Descrição de chapéu

Interesse de 'Não me Toque' sucumbe ao ritmo enfadonho e ao dilema ético

Vencedor do Urso de Ouro do Festival de Berlim, filme usa corpos de maneira estetizante

Sérgio Alpendre
 

Não me Toque

  • Quando Mostra: Qua. (24), às 14h, no Reserva Cultural; seg. (29), às 21h30, no Cinesesc
  • Classificação 18 anos
  • Elenco Laura Benson, Tómas Lemarquis, Christian Bayerlein, Grit Uhlemann e Andina Pintilie
  • Produção Alemanha (2018)
  • Direção Adina Pintilie


No seu melhor, "Não me Toque", de Adina Pintilie, vencedor do Urso de Ouro no último Festival de Berlim, avança algumas casas —não muito significantes, mas dignas de observação— na abolição da divisão entre ficção e documentário.

É uma diretora e seus personagens, notadamente Laura, Tomás e Christian. Ela provoca situações para que eles se libertem das amarras e sejam mais abertos e verdadeiros.

No seu pior, o filme lembra um cruzamento entre o cinema contemporâneo austríaco e o grego. Ou seja, a visão do inferno em cores frias.

Desde as primeiras imagens, o que impera é um desejo de se apropriar de uma espécie de verdade do corpo, um escrutínio da sexualidade como afirmação que só em alguns momentos nos parece interessante.

Um corpo nu masculino, deitado, é delineado pela câmera com grande proximidade. Laura encontra homens (um deles em avançado processo para mudança de sexo) para sentir como lidam com suas sexualidades.
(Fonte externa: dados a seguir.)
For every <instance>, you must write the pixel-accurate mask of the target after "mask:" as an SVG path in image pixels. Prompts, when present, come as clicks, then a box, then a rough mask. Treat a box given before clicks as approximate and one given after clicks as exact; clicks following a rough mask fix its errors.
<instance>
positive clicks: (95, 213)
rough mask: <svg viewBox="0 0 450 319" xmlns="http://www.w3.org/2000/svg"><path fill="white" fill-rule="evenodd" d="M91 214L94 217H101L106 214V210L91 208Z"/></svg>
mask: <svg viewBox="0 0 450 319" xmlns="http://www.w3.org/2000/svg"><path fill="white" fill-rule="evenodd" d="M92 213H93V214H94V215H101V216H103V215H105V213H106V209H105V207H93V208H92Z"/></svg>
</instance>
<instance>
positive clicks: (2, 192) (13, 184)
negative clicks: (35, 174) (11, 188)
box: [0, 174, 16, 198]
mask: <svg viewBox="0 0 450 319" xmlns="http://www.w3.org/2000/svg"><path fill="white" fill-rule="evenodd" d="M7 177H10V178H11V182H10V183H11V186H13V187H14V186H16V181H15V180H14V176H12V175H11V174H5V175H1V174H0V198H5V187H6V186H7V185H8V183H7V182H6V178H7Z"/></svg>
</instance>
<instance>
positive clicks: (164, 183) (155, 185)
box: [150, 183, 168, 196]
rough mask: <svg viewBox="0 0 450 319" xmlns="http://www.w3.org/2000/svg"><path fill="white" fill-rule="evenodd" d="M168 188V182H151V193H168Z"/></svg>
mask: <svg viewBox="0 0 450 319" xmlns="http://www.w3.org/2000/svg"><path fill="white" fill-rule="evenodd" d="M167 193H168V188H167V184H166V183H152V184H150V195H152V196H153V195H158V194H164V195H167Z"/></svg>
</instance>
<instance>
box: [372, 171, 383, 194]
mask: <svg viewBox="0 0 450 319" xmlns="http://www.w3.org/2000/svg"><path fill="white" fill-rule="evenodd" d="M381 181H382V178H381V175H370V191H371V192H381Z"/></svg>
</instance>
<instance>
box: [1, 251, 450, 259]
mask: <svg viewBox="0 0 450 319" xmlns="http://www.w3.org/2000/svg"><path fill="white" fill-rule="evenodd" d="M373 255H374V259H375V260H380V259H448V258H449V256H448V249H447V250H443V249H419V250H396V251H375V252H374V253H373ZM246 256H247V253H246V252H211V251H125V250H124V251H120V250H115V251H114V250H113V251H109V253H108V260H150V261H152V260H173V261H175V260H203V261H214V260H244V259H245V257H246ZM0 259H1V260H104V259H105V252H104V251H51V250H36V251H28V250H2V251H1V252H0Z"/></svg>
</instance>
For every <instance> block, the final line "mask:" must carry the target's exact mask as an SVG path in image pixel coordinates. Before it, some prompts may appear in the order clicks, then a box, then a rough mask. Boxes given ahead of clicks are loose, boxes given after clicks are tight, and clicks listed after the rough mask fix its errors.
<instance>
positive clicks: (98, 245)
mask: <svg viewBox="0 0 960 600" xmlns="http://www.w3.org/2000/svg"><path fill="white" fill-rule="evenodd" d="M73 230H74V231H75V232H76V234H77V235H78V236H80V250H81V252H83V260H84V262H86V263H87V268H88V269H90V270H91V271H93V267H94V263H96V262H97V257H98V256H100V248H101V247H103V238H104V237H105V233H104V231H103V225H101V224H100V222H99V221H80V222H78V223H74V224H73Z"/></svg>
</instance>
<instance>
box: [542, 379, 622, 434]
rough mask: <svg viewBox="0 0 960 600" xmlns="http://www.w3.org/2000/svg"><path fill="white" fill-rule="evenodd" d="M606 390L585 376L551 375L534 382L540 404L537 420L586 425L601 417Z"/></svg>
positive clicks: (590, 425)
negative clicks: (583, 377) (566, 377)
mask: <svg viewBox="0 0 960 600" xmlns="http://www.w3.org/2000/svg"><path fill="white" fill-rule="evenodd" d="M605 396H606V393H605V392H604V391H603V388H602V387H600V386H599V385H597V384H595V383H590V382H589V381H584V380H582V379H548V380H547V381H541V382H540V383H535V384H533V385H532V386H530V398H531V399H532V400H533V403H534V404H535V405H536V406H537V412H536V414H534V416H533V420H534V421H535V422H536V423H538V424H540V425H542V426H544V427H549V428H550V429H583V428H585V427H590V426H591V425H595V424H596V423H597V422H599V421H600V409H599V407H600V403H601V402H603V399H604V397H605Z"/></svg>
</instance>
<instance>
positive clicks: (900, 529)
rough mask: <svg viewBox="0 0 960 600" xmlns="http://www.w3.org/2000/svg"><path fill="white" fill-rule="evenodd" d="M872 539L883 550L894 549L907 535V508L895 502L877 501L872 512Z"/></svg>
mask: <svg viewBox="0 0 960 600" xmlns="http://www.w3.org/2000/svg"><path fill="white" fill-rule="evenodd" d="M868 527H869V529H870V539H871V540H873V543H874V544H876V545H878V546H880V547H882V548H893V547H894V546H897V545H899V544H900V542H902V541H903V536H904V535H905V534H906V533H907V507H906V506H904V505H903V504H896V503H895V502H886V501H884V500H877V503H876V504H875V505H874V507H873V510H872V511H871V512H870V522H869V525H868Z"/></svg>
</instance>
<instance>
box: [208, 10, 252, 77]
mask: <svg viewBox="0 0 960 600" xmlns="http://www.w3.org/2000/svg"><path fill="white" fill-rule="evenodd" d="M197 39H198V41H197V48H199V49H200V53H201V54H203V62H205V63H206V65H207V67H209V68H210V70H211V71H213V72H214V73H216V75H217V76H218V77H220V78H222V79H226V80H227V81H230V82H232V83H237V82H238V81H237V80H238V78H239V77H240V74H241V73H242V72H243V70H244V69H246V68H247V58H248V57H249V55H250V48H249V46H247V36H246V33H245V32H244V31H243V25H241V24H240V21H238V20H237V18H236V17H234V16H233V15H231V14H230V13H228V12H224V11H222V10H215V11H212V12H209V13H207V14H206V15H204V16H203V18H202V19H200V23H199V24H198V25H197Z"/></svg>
E como ela lida com a sexualidade deles. 

Cena de 'Não me Toque'
Cena de 'Não me Toque', de Adina Pintilie - Divulgação

Em um hospital, cuidadores tentam se tornar mais íntimos dos pacientes, com métodos que associam um diálogo direto, olhos nos olhos, a uma postura afetuosa, que envolve o toque.

Mas a romena Adina Pintilie, que não tem relação alguma com o famoso diretor compatriota Lucian Pintilie, exagera na frieza do relato. Por vezes, as pessoas parecem ratinhos de laboratório. 

E há ainda o problema ético que há no olhar para corpos que fogem bastante dos padrões de beleza. Sobre isso resta a dúvida, pois a diretora não parece torpe como um Ulrich Seidl ou um Yorgos Lanthimos, exceto nas cenas mais fortes. Parece mais querer justamente discutir esses padrões.  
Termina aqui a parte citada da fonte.